The LLVM Compiler Infrastructure

This directory and its subdirectories contain source code for LLVM, a toolkit for the construction of highly optimized compilers, optimizers, and runtime environments.

The README briefly describes how to get started with building LLVM. For more information on how to contribute to the LLVM project, please take a look at the Contributing to LLVM guide.

Getting Started with the LLVM System

Taken from https://llvm.org/docs/GettingStarted.html.

Overview

Welcome to the LLVM project!

The LLVM project has multiple components. The core of the project is itself called "LLVM". This contains all of the tools, libraries, and header files needed to process intermediate representations and converts it into object files. Tools include an assembler, disassembler, bitcode analyzer, and bitcode optimizer. It also contains basic regression tests.

C-like languages use the Clang front end. This component compiles C, C++, Objective C, and Objective C++ code into LLVM bitcode -- and from there into object files, using LLVM.

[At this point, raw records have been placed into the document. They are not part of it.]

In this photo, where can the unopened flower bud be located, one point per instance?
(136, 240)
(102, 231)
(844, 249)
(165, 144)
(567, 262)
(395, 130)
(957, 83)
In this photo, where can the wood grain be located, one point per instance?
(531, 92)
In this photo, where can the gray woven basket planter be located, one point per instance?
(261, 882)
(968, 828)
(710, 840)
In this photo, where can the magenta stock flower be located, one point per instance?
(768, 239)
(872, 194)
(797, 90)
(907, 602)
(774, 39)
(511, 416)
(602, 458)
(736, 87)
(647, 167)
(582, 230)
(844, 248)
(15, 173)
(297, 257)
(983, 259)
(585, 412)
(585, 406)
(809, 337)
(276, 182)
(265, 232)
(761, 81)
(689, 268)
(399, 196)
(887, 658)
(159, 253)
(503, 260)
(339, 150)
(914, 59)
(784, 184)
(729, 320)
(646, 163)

Other components include: the libc++ C++ standard library, the LLD linker, and more.

Getting the Source Code and Building LLVM

The LLVM Getting Started documentation may be out of date. The Clang Getting Started page might have more accurate information.

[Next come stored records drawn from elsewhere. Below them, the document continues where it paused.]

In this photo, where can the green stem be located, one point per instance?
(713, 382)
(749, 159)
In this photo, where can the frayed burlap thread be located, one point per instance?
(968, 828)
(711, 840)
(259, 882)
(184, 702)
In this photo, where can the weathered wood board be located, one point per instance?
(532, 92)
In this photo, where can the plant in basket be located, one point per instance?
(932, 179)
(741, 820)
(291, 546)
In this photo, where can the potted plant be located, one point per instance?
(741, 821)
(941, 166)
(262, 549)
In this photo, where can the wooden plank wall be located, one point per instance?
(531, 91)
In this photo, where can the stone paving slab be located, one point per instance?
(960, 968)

This is an example workflow and configuration to get and build the LLVM source:

  1. Checkout LLVM (including related subprojects like Clang):

    • git clone https://github.com/llvm/llvm-project.git

    • Or, on windows, git clone --config core.autocrlf=false https://github.com/llvm/llvm-project.git

  2. Configure and build LLVM and Clang:

    • cd llvm-project

    • mkdir build

    • cd build

    • cmake -G <generator> [options] ../llvm

      Some common generators are:

      • Ninja --- for generating Ninja build files. Most llvm developers use Ninja.
      • Unix Makefiles --- for generating make-compatible parallel makefiles.
      • Visual Studio --- for generating Visual Studio projects and solutions.
      • Xcode --- for generating Xcode projects.

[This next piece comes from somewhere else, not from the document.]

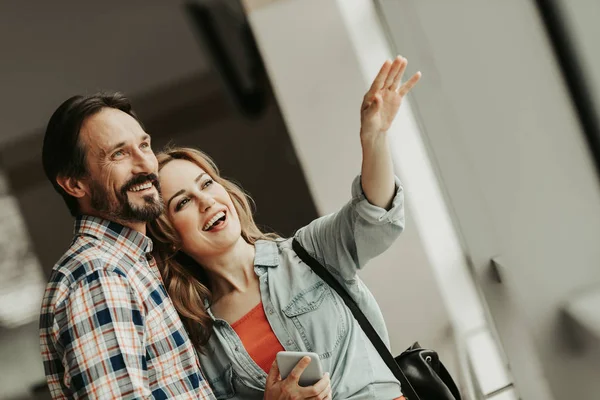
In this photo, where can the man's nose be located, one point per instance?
(144, 162)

      Some Common options:

      • -DLLVM_ENABLE_PROJECTS='...' --- semicolon-separated list of the LLVM subprojects you'd like to additionally build. Can include any of: clang, clang-tools-extra, libcxx, libcxxabi, libunwind, lldb, compiler-rt, lld, polly, or debuginfo-tests.

        For example, to build LLVM, Clang, libcxx, and libcxxabi, use -DLLVM_ENABLE_PROJECTS="clang;libcxx;libcxxabi".

      • -DCMAKE_INSTALL_PREFIX=directory --- Specify for directory the full pathname of where you want the LLVM tools and libraries to be installed (default /usr/local).

      • -DCMAKE_BUILD_TYPE=type --- Valid options for type are Debug, Release, RelWithDebInfo, and MinSizeRel. Default is Debug.

      • -DLLVM_ENABLE_ASSERTIONS=On --- Compile with assertion checks enabled (default is Yes for Debug builds, No for all other build types).

    • Run your build tool of choice!

      • The default target (i.e. ninja or make) will build all of LLVM.

      • The check-all target (i.e. ninja check-all) will run the regression tests to ensure everything is in working order.

      • CMake will generate build targets for each tool and library, and most LLVM sub-projects generate their own check-<project> target.

      • Running a serial build will be slow. To improve speed, try running a parallel build. That's done by default in Ninja; for make, use make -j NNN (NNN is the number of parallel jobs, use e.g. number of CPUs you have.)

    • For more information see CMake

Consult the Getting Started with LLVM page for detailed information on configuring and compiling LLVM. You can visit Directory Layout to learn about the layout of the source code tree.